Irena Santor to ikona polskiej sceny muzycznej
Ireny Santor nikomu przedstawiać nie trzeba. Legendarna wokalistka jest ikoną polskiej sceny muzycznej. Mimo tego, że może się wydawać, że jej życie usłane było różami, ona przeżyła straszną stratę, która odcisnęła piętno na jej dotychczasowym życiu.

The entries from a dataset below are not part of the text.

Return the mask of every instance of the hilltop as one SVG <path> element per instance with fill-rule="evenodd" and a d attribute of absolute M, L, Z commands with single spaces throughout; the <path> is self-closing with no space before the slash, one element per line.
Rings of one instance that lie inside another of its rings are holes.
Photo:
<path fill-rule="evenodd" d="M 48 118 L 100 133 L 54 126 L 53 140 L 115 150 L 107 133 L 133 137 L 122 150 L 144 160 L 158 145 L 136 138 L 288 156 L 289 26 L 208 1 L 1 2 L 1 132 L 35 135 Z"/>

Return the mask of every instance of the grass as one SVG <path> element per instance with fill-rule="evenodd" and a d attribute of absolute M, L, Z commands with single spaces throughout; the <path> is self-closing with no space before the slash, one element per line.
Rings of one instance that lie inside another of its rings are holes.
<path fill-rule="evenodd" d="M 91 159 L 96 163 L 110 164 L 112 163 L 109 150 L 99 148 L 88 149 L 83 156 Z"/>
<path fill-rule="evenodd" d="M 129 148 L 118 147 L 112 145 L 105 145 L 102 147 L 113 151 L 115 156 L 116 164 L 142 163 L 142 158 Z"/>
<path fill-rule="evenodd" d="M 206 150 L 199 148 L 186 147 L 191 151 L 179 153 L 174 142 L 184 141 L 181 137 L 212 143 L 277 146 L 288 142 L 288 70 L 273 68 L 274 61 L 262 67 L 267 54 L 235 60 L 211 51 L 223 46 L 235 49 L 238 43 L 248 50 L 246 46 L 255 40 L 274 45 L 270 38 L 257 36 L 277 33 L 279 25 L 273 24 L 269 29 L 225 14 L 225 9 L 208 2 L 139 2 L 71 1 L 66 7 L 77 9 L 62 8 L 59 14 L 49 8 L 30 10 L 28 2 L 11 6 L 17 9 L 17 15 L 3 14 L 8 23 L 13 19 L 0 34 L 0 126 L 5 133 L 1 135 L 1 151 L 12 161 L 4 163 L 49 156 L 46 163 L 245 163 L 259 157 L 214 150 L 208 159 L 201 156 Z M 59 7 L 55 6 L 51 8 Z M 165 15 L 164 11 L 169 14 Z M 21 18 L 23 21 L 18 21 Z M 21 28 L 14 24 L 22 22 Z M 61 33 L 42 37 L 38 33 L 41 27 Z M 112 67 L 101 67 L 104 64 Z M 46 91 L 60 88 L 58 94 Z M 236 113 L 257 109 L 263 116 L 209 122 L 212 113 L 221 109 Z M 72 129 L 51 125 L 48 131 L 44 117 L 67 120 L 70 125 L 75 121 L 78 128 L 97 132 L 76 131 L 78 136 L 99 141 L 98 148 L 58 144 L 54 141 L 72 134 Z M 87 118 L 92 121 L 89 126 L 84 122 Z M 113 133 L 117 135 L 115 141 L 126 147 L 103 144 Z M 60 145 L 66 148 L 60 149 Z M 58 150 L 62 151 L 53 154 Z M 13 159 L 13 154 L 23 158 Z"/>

Cesarzowa polskiej piosenki swoją wielką karierę zaczynała w latach 50. Najpierw śpiewała w zespole Mazowsze, gdzie poznała swojego przyszłego męża, Stanisława Santora. To właśnie z nim doczekała się dziecka. Niestety, wiąże się z tym dramatyczna historia. Jedyna córka gwiazdy zmarła, przeżywszy zaledwie dwa dni.
Już niebawem ukaże się książka opowiadająca o życiu Ireny Santor
Już niedługo światło dzienne ujrzy biografia Ireny Santor . Książka zatytułowana “Tych lat nie odda nikt” wyjdzie spod pióra Jana Osieckiego. “Fakt” już teraz do niej dotarł. Jak opisuje tabloid, to wydawnictwo zawiera opis niezwykle trudnych wydarzeń z życia wokalistki.
Ona sama nigdy nie opowiedziała publicznie o śmierci swojej jedynej córki. W rozmowie z “Dobrym tygodniem” wyjaśniła, że to “zbyt intymne”, by się zwierzać mediom. W biografii Ireny Santor można jednak znaleźć opis jej znajomej, która postanowiła rzucić trochę światła na tę tragedię.
Śmierć córki odcisnęła piętno na życiu Ireny Santor
Chociaż Irena Santor nigdy nie mówiła o córce w rozmowach z mediami, osoby z jej otoczenia wiedziały, co się stało i kogo obwinia gwiazda. Znajoma legendarnej wokalistki na potrzeby książki rzuciła trochę światła na te tragiczne wydarzenia z 1959 roku.
Opowiadała mojej mamie podczas jednego ze spotkań w latach sześćdziesiątych, że śmierć małej Sylwii była spowodowana przez położną, czy może raczej salową. Dziecko urodziło się w lutym, była dość ostra zima, a ta kobieta otworzyła okno, żeby przewietrzyć salę, w której leżała Santor. Szybko zrobiło się za zimno i dziewczynka zachorowała na zapalenie płuc – opowiadała w książce Violetta Zakrzewska, córka szkolnej koleżanki Ireny Santor.